The book of Ezra begins with the people of Israel having been in exile for several decades because of their persistent, unrepentant sin against God. Yet, God pours out his grace and gives them hope. We read in chapter 1 that Cyrus, king of Persia, ordered the release of the exiled Israelites. We need to understand that Israel wasn’t the only people that Cyrus set free. In fact, we know that Cyrus reversed of the policy of the former world powers, Babylon and Assyria, in how they dealt with exiles. With all conquered peoples, Babylon tried to prevent an uprising by breaking the three-fold cord of people, land, and religion. These were the three things that held people together, so if you broke them apart, they would be demoralized and decentralized, making it very hard to rebel. Kingdoms would conquer other kingdoms, and one of the first things they would do was export the people, especially its leadership, and relocate them as far away as they could from their homeland. They would then be encouraged to, at least, increase their religious pluralism, if not convert to the new kingdom’s gods.
But Cyrus stopped doing all of that. In his mind, it was better to let go the captured people he inherited when he defeated Babylon. And why he did this is something of mystery is scholars. But in the end, Ezra is clear that this decision came because of the will of a sovereign God. He says: “In the first year of Cyrus king of Persia, that the word of the Lord by the mouth of Jeremiah might be fulfilled, the Lord stirred up the spirit of Cyrus king of Persia, so that he made a proclamation throughout all his kingdom and also put it in writing” (1:1).

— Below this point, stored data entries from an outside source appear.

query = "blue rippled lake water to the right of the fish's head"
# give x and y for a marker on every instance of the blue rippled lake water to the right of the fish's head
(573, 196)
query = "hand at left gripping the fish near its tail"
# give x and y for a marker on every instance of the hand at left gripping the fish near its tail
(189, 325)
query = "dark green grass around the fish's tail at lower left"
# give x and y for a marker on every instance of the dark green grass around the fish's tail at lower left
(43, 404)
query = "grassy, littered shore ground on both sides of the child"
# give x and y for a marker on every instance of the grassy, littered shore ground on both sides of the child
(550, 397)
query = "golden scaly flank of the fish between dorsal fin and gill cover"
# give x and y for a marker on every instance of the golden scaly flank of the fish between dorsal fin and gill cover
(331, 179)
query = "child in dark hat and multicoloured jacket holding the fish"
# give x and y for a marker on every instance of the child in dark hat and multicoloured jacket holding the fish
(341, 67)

It was God himself who stirred the spirit of Cyrus to send his people back to the promised land. More than just release them, Cyrus also financed their return and the rebuilding of the temple! Cyrus says, “3Whoever is among you of all his people, may his God be with him, and let him go up to Jerusalem, which is in Judah, and rebuild the house of the Lord, the God of Israel—he is the God who is in Jerusalem. 4And let each survivor, in whatever place he sojourns, be assisted by the men of his place with silver and gold, with goods and with beasts, besides freewill offerings for the house of God that is in Jerusalem” (1:3-4).

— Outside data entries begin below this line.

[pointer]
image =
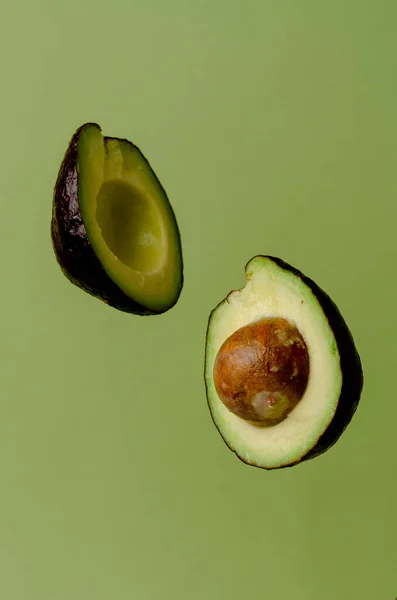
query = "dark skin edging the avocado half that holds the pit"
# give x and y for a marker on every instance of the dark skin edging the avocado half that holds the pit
(351, 368)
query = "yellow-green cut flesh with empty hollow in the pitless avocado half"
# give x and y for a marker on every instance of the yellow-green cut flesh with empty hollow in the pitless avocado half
(128, 219)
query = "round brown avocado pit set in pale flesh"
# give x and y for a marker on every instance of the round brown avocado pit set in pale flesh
(261, 371)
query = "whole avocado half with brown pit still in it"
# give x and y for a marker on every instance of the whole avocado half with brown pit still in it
(282, 373)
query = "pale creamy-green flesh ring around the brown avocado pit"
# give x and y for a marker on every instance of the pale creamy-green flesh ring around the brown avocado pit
(273, 291)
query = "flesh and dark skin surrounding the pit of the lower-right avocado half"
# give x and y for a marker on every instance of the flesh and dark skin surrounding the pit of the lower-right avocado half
(276, 289)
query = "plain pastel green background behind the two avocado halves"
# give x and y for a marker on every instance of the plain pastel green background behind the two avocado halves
(273, 127)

It might seem as if Cyrus is a great guy, even a follower of the Yahweh for doing this. But, for Cyrus, this was all political. In his mind, this was good for his ability to rule the Persian Empire. Yet all of this happened according to the sovereign working of God. All that Cyrus did came as a result of divine providence. How do we know this? Because God himself said he would do all of these things years before Cyrus was ever born. Back in Isaiah, God wanted to show his power over all the nations and encourage his people during their time of exile. And, again, back when Babylon was the world super-power, back before Cyrus was even a twinkle in his mother’s eye, about one hundred fifty years before the events of this edict take place, God says through Isaiah:
‘Thus says the LORD to his anointed, to Cyrus, whose right hand I have grasped, to subdue nations before him and to loose the belts of kings, to open doors before him that gates may not be closed: 2“I will go before you and level the exalted places, I will break in pieces the doors of bronze and cut through the bars of iron, 3I will give you the treasures of darkness and the hoards in secret places, that you may know that it is I, the LORD, the God of Israel, who call you by your name. 4For the sake of my servant Jacob, and Israel my chosen, I call you by your name, I name you, though you do not know me. 5I am the LORD, and there is no other, besides me there is no God; I equip you, though you do not know me, 6that people may know, from the rising of the sun and from the west, that there is none besides me; I am the LORD, and there is no other’ (45:1-6).
God says, though Cyrus will not know me, he will be my instrument to do my will. God would allow him to have victory and conquer even mighty Babylon. Why? That God might serve his people, Israel, and make known his power and glory over all nations.
Then, through the prophet Jeremiah, God says, “Now therefore thus says the Lord, the God of Israel, concerning this city of which you say, ‘It is given into the hand of the king of Babylon by sword, by famine, and by pestilence’: 37Behold, I will gather them from all the countries to which I drove them in my anger and my wrath and in great indignation. I will bring them back to this place, and I will make them dwell in safety. 38And they shall be my people, and I will be their God” (Jer 32:36-38). In his sovereignty, God says he will work all things together for the good of his people. He will raise up kingdoms and tear down others, all that his people might be freed from their exile to dwell in his land and be his people once again.
So, what’s going on in your life? What has happened this week, or last year, or decades ago that has you worried? What is happening that gives you concern or causes you to doubt the goodness of God? Can it be so much that it outweighs the providence seen in Ezra 1? After all, if God is able to do all of this to care for his people, can he not also care for you?
It’s because of events like this that we should be humbled and encouraged when we read the Bible say things like “cast all your anxieties on him, because he cares for you” (1 Pet 5:7). The God who raises up kingdoms and brings other down, who names world rulers a decades before their birth and ensures their victory, is the same God who know his people and cares for them. Is there anything too difficult for God?